Here, on the face of the Debtor’s Schedule J, without any changes or adjustments, the Debtor has $174.43 in excess monthly income. Over 60 months that would equate to $10,465.80. The Debtor schedules $28,103.77 in unsecured debt, which would result in approximately 35% repayment to creditors. Section 707(b)(3) is implicated in that the totality of the circumstances in this case warrants dismissal.4
Section 707(b)(1) provides that a bankruptcy court may raise dismissal under Section 707(b) on its own. Parties are not without remedies under Section 707(b)(3) as the time period has not expired. Under Section 102, this Court concludes that the Debtor has had sufficient notice that Section 707(b)(3) would be at issue in this case at the hearing on the United States Trustee’s motion to dismiss.
Accordingly, upon the foregoing and for good cause found, IT IS ORDERED, ADJUDGED, and DECREED that:
1. The United States Trustee’s Motion to Dismiss, (Doc.

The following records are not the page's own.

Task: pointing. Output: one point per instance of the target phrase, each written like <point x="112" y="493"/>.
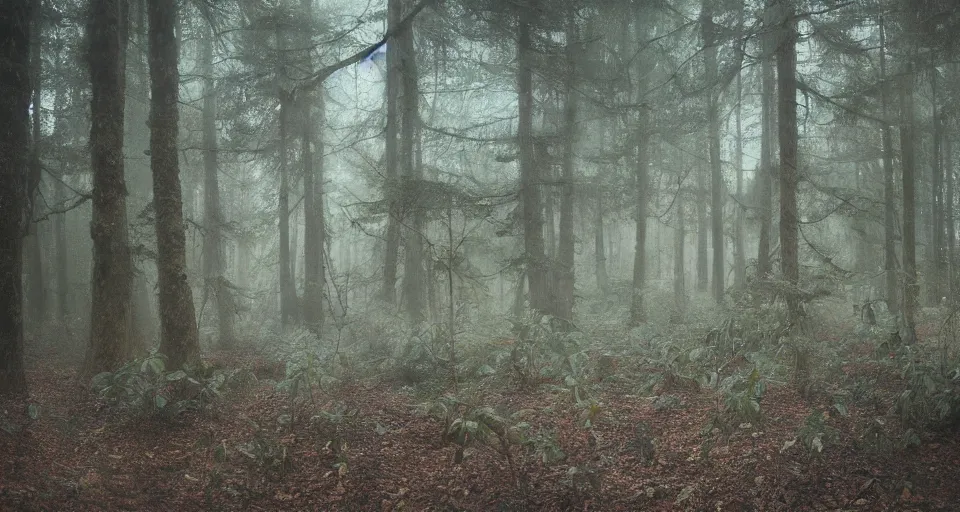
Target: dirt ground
<point x="254" y="451"/>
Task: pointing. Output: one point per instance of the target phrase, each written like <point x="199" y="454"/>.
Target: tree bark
<point x="36" y="294"/>
<point x="179" y="340"/>
<point x="414" y="275"/>
<point x="767" y="149"/>
<point x="288" y="291"/>
<point x="789" y="171"/>
<point x="739" y="238"/>
<point x="392" y="157"/>
<point x="311" y="153"/>
<point x="937" y="260"/>
<point x="703" y="264"/>
<point x="679" y="270"/>
<point x="716" y="169"/>
<point x="565" y="277"/>
<point x="112" y="280"/>
<point x="15" y="32"/>
<point x="529" y="169"/>
<point x="212" y="211"/>
<point x="908" y="158"/>
<point x="642" y="194"/>
<point x="600" y="257"/>
<point x="949" y="217"/>
<point x="62" y="257"/>
<point x="889" y="201"/>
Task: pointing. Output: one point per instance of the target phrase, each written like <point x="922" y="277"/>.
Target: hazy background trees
<point x="251" y="168"/>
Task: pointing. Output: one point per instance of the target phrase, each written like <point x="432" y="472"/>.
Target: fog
<point x="476" y="255"/>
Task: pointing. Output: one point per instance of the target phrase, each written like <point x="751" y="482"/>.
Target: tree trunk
<point x="603" y="280"/>
<point x="36" y="295"/>
<point x="311" y="153"/>
<point x="739" y="254"/>
<point x="15" y="39"/>
<point x="179" y="340"/>
<point x="703" y="272"/>
<point x="413" y="272"/>
<point x="529" y="170"/>
<point x="392" y="158"/>
<point x="716" y="166"/>
<point x="949" y="218"/>
<point x="642" y="194"/>
<point x="212" y="212"/>
<point x="314" y="225"/>
<point x="789" y="172"/>
<point x="288" y="291"/>
<point x="565" y="277"/>
<point x="889" y="202"/>
<point x="908" y="158"/>
<point x="679" y="272"/>
<point x="767" y="150"/>
<point x="112" y="280"/>
<point x="62" y="257"/>
<point x="937" y="263"/>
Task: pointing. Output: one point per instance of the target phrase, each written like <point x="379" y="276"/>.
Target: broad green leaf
<point x="177" y="375"/>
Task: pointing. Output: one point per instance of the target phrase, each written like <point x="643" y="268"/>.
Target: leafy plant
<point x="144" y="387"/>
<point x="815" y="435"/>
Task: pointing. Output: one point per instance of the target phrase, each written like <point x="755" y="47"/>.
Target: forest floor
<point x="375" y="452"/>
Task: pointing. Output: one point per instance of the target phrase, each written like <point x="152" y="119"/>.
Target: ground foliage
<point x="731" y="412"/>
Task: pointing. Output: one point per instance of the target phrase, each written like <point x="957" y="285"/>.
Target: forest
<point x="479" y="255"/>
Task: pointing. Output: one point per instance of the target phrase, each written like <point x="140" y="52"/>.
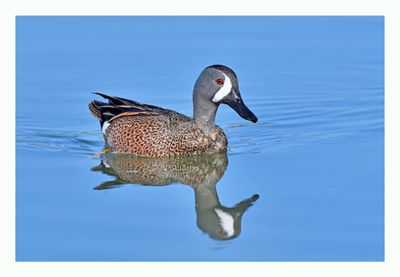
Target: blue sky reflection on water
<point x="315" y="158"/>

No. 19), be and is hereby GRANTED, in that the Court raises Section 707(b)(3) through the United States Trustee’s motion to dismiss and finds and concludes that the totality of the cir*344cumstances arises warranting either dismissal or voluntary conversion of the case;
2. The chapter 7 bankruptcy case of In re Leticia, Behague, 9: ll-bkl7031-BSS be and hereby stands DISMISSED, the effect of which is stayed for fourteen (14) days; and
3. The Debtor has FOURTEEN (14) DAYS from the entry date of this order to seek conversion of this case to chapters 11 or 13, or alternatively to seek reconsideration based upon facts the Court was not aware of at the hearing.
DONE and ORDERED.
. See Section 707(b)(2)(A)(ii)(I), “the debtor's applicable see also Section 707(b)(2)(A)(ii)(II), "the debtor's monthly expenses may include, if applicable
. See Section 707(b)(2)(A)(ii)(II), "the debt- or's monthly expenses may include ... the continuation of actual expenses," see also, Section 707(b)(2)(A)(ii)(III), "the debtor's monthly expenses may include the actual administrative expenses Section 707(b)(2)(A)(ii)(IV), "the debtor's monthly expenses may include the actual expenses .. and Section 707(b)(2)(A)(ii)(V), "the debtor's monthly expenses may include ... in excess of the allowance ... based on the actual expenses for home energy costs ...”
. Section 707(b)(2)(A)(iii)(II) contains other limited provisions for curing of arrearages which are not relevant to this case.
. See generally In re Behlke, 358 F.3d 429, 437-38 (6th Cir.2004)(concluding that an ability to repay approximately 14% to unsecured creditors alone may be sufficient to warrant dismissal under substantial abuse).